Marjorie Radlo-Zandi, a seasoned entrepreneur, board member, mentor and angel investor, shared strategies founders can use when expanding internationally. From researching your market to setting goals, she covers it all and provides several examples.
(TechCrunch) From Ph.D. to boutique software developer: An interview with Solwey’s Andrew Drach: Anna Heim interviewed Andrew Drach, a software development consultant who was widely recommended by respondents in a recent survey. Drach, who operates Solwey Consulting and Callentis Consulting Group with his wife Monika, spoke about how his academic background informs his work and why he preferred a boutique model when it comes servicing clients,
We both had strained experiences working with large agencies and staffing agencies and feeling abandoned or not important enough to have the full attention of the managers or project owners. Furthermore, we both had seen firsthand how terrifyingly crippling waterfall and broken agile could be for the progress of a project. So we set out to build Solwey and Callentis as small-by-design agencies. We directly engage with our clients, and Monika and I take personal responsibility for every single deliverable from our team.

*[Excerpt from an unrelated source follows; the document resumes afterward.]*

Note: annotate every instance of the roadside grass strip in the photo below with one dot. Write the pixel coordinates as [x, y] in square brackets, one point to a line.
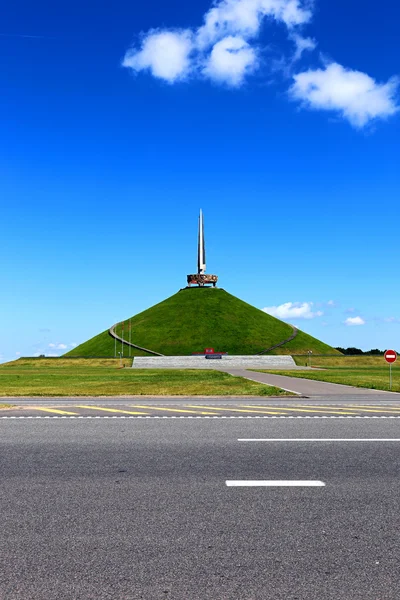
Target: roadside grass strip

If you’re still holiday shopping, browse “Gift Guide: The best business books for 2021 recommended by VCs” by Alex Wilhelm and Anna Heim. Alex and Anna dive into business books highly recommended by VCs, share what’s on their personal reading lists and offer other recommendations in a free edition of The Exchange. Their list includes titles such as “The Qualified Sales Leader: Proven Lessons from a Five-Time CRO,” by John McMahon and “Bad Blood: Secrets and Lies in a Silicon Valley Startup,” by John Carreyou. Their non-business book list can be found here, but you can find all of TechCrunch’s Gift Guides for 2021 here.
Back to Experts, we do have a recommendation that we wanted to include for the software consulting category this week.
(TechCrunch+) Product-led growth and signal substitution syndrome: Bringing it all together: Touching on the importance of product-led growth, Cunningham says traditional means of determining potential buyer interest are notoriously unreliable. Instead of relying on one signal such as a verbal expression of intent, “the best way to use them is to throw them into the algorithmic blender with all the other signals that are available to identify patterns that can help prioritize sales efforts.”
(TechCrunch+) 4 key strategies for succeeding at international expansion: We’ll give you part of one key strategy that’s behind the paywall: “In order to achieve international growth, you need to plan based on ROI estimates,” Radlo-Zandi writes. “Narrow down the markets for the first phase of global growth by determining which is most viable and sizable for what you offer. Assess how easy or difficult it will be to enter a particular market, and whether its size justifies the effort it will take to establish a solid footprint.”
(TechCrunch+) 3 disruptive trends that will shape marketing in 2022: When making predictions for 2022, Metrick and Lejeune looked back at three trends that drove growth in 2021:
Less data, more privacy and the return of growth hacking.
TikTok, influencers and the dominance of native creative.
The Great Resignation and the Gettysburg for growth talent.
“This year has firmly illustrated that there will be no return to a predictable past,” they write. “2022 will reward marketers who look ahead with agility and are open to combining historical data with experimentation to chart a new path forward.”